Leopard Gecko Facts
Leopard geckos are fun and interesting little lizards that are very popular reptile pets. Here is a list of interesting and fun leopard gecko facts for kids and adults alike
Please see our Leopard Gecko Care Sheet for a comprehensive guide on keeping these geckos in captivity.
The scientific name for leopard geckos is Eublepharis macularius. There are also several subspecies of leopard gecko that will be available in the reptile keeping hobby from time to time. One of the popular subspecies is Eublepharis macularius afghanicus.
The name “Leopard gecko” comes from the distinctive leopard style spots which cover the bodies of mature leopard geckos in their natural “wild-type” coloration. With their normal coloration, hatchling leopard geckos will come out banded.
Through captive selective breeding, leopard gecko breeders have been able to achieve a wide variety of color and patterns on leopard geckos. These traits and the combining of these genetics has created an unbelievable selection of leopard gecko colors including solid white.
There are currently three known stains of albino that are not genetically compatible with one another, these strains are known as Bell Albino, Tremper Albino, and Rainwater albino named after the leopard gecko breeders that originated each strain.
With proper care and nutrition, leopard geckos can live more than 10 years in captivity. In the wild, a leopard gecko life span can be expected to be less due to predators and the potential for food scarcity in their desert homes.
In the wild leopard geckos come from the rocky deserts of countries like Pakistan, Afghanistan and India. Leopard geckos are terrestrial lizards, meaning they spend their time on the ground.

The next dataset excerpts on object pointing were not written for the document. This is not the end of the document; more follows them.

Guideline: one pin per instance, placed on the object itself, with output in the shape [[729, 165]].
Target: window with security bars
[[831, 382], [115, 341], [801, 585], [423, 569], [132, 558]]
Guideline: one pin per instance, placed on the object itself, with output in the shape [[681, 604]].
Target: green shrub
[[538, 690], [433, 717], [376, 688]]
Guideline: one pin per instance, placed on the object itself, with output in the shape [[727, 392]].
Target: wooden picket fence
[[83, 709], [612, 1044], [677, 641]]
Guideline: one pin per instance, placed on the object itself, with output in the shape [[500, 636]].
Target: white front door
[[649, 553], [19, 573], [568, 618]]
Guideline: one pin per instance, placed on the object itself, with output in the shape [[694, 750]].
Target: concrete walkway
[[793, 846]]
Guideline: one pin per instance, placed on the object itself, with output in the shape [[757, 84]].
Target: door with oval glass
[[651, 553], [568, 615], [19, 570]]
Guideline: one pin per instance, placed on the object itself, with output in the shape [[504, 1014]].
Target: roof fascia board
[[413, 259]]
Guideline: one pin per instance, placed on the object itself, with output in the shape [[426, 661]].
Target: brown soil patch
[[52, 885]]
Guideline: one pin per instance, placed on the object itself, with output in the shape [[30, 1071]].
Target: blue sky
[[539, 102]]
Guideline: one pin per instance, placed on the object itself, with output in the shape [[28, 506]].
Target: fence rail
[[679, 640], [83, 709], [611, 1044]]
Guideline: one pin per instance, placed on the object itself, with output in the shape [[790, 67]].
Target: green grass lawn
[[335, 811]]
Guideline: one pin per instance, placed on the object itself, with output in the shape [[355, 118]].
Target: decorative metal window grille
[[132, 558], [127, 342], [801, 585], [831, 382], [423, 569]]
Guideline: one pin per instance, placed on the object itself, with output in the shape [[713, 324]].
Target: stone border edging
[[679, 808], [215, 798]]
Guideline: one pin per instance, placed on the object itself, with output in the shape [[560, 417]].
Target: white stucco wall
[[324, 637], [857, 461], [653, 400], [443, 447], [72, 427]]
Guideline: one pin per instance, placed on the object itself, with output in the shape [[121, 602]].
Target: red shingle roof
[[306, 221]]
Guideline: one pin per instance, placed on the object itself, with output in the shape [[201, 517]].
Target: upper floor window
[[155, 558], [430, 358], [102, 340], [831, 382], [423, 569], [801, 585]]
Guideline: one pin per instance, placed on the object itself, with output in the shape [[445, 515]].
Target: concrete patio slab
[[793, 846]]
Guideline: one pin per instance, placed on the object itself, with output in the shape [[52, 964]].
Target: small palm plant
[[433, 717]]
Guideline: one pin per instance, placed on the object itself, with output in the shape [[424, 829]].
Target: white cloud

Leopard geckos are nocturnal, meaning that they will spend the daytime in moist burrows and will come out to hunt and feed at night. Leopard geckos are known for having keen eyesight at night making them good hunters for crickets and other insect prey items.
A healthy leopard will use its tail to store fat reserves to help them maintain weight and health if their food source was to become limited in the wild. In captivity, where food is not scarce a fat tail is a good sign of a happy leopard gecko. Leopard geckos can also separate from their tail if grabbed by it. Their tails will usually regrow, but typically look different than they did originally.
Leopard gecko breeders have discovered that the incubation temperature for a leopard gecko egg can determine the hatchlings sex ratio. Higher temperatures produce more males and lower incubation temperatures produce mostly females. Many breeders also believe the warmer an egg is incubated at the brighter the hatchlings colors will be.